'Darkest chapters': Antwerp police unveils WW2 deportation lists

'Darkest chapters': Antwerp police unveils WW2 deportation lists
The Antwerp police deportation lists from the Second World War; and the funerals in Antwerp of people killed in a bombing. Credit: City of Antwerp (left) / Belga Archives (right)

The city archives of Antwerp will receive an official list of people, mainly Jews, deported during the Second World War. It will be made available to the public.

On Wednesday, it was announced that the Antwerp police will transfer a historical list of deportees to the Felix Archive, the city of Antwerp's official archives.

Until now, the list had been kept in at the Antwerp police's Heritage Centre, which holds extensive evidence of the role of the Antwerp police during the Second World War – particularly in rounding up the city’s Jewish population to Nazi concentration camps.

The list of victims’ names, address and deportation dates make this major event in Belgian police history into a reality.
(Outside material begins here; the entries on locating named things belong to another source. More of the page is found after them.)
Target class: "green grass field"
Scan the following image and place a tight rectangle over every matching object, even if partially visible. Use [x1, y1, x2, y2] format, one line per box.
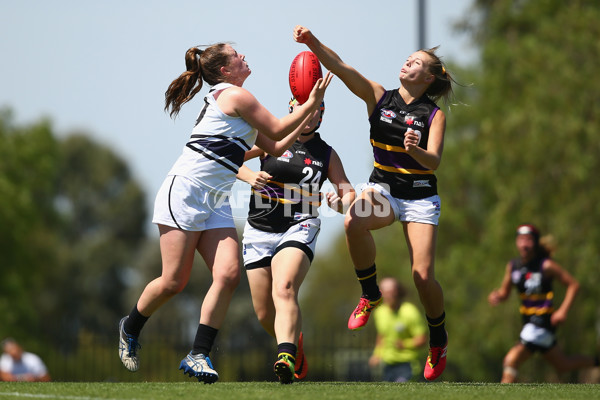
[0, 382, 600, 400]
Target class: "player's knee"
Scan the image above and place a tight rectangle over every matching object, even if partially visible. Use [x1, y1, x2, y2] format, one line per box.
[413, 268, 433, 292]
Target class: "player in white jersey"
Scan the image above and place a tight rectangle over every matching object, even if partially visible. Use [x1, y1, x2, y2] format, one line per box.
[119, 43, 331, 383]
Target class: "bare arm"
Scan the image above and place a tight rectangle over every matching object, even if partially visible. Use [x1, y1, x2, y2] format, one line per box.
[488, 262, 512, 306]
[404, 110, 446, 170]
[542, 259, 579, 325]
[294, 25, 385, 115]
[325, 149, 356, 214]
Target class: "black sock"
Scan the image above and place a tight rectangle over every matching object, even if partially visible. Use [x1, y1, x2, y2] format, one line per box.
[426, 312, 448, 347]
[123, 304, 150, 337]
[277, 342, 297, 362]
[354, 264, 381, 300]
[192, 324, 219, 356]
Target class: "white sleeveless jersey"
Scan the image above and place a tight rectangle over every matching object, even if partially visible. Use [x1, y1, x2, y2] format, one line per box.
[169, 83, 257, 193]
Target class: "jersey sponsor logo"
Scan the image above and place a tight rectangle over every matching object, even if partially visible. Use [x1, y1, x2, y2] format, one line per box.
[404, 114, 425, 128]
[413, 179, 431, 187]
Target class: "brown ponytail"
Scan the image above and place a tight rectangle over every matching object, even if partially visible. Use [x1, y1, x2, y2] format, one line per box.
[420, 46, 455, 104]
[165, 43, 229, 118]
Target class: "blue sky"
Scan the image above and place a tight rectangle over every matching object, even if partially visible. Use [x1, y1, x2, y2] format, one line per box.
[0, 0, 476, 243]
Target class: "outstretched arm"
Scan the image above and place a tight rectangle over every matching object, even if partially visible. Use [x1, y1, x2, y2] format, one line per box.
[294, 25, 385, 115]
[236, 165, 272, 190]
[325, 149, 356, 214]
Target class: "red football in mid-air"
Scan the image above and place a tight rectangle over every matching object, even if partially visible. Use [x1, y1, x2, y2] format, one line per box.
[290, 51, 323, 104]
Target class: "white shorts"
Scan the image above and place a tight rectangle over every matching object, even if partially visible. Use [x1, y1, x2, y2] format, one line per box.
[152, 175, 235, 231]
[519, 322, 556, 351]
[242, 218, 321, 269]
[361, 182, 442, 225]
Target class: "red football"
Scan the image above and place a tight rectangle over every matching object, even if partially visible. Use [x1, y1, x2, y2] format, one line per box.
[290, 51, 323, 104]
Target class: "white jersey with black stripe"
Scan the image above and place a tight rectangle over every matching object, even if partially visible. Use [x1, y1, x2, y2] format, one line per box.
[169, 83, 257, 192]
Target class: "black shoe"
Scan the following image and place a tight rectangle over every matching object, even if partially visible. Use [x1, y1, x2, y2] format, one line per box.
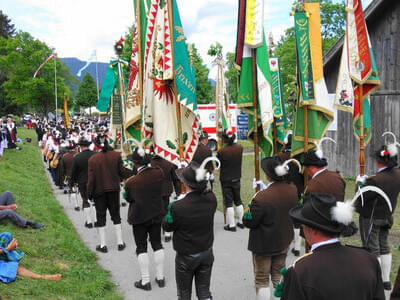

Written sometime after 4 September 1944, the list contains the names with address and date of the deported persons inside the 6th ward police zone. This date was when British tanks rolled into Antwerp for its liberation, showing the list was made to get an administrative record of deportations during the occupation.

'Everyone had died'

Historian Herman Van Goethem believes most Jews and political prisoners on this list were deported around 1942 and 1943. "This document shows how officers tracked down street by street who was left, and who wasn't anymore," Van Goethem told Flanders' Radio 1.

"There are streets where hundreds of people were gone. At that time it was not yet known that almost all of the Jews were dead, or what had happened to political prisoners," Van Goethem  said. "Only from April to May 1945 did it become clear that approximately everyone on the list had died."

This police station was responsible for the district which largely corresponds to the district between the city park and the Plantin Moretuslei. It is presumed that every office in town made a similar list following the liberation.

A sensitive issue, the 2023 Belgian film ‘Wil’ depicts the moral dilemmas faced by police officers in war-torn Antwerp during the occupation and the choice between collaboration and resistance.

Picture shows people who demonstrate in the streets of Antwerp asking amnesty for Hendrik Elias, former head of VNV nazi party on 20 September 1959. This collaborator was arrested after the end of WW2 and sentenced to death in 1947, commuted to life sentence in 1951 and eventually pardoned in December 1959. Credit: Belga Archives

Barely 5% of the 25,000 people deported from Belgium, survived – about 1,200 people. This included a large part of Antwerp's Jewish population who were murdered in the war.

Deportations in Antwerp were also carried out with the help of Flemish nationalist collaborators, which leave a complicated legacy with the movement today. Belgian Prime Minister Bart De Wever's grandfather was a member of the Flemish National League (VNV), the nationalist party which collaborated massively.

In a statement, the city of Antwerp stressed that these deportations did not involve the entire Antwerp police force, as there was internal resistance to these action. There were also members of the Belgian Resistance within the police’s ranks, which the occupying German forces were also trying to root out by deporting them too.

"This list is no ordinary document. It shows us the faces behind one of the darkest chapters in our city's history, as well as the complex role played by the police force, which included both collaborators and resistance fighters." said Antwerp Mayor Els van Doesburg (N-VA).

Image from Wil (2023) directed by Tim Mielants, about Antwerp police officers during the Nazi occupation.

"Police officers, too, risked deportation and death in concentration camps. In the Felix Archives, this page gets the place it deserves: not to hide, but to remember, acknowledge and learn," the mayor concluded.

The Heritage Centre of the Antwerp Police Zone holds an array of police history, such as uniforms, weapons, vehicles and documents, that have determined the evolution of the Antwerp police.

Meanwhile, the city of Antwerp’s Felix Archive, the new home of the deportation lists, holds more than 36 kilometres of paper archives and more than 160 terabytes of digital archives.

Two former Nazi prison camps in Belgium today are museums, notably Fort Breendonk in the Antwerp province and the Kazerne Dossin transit camp in Mechelen.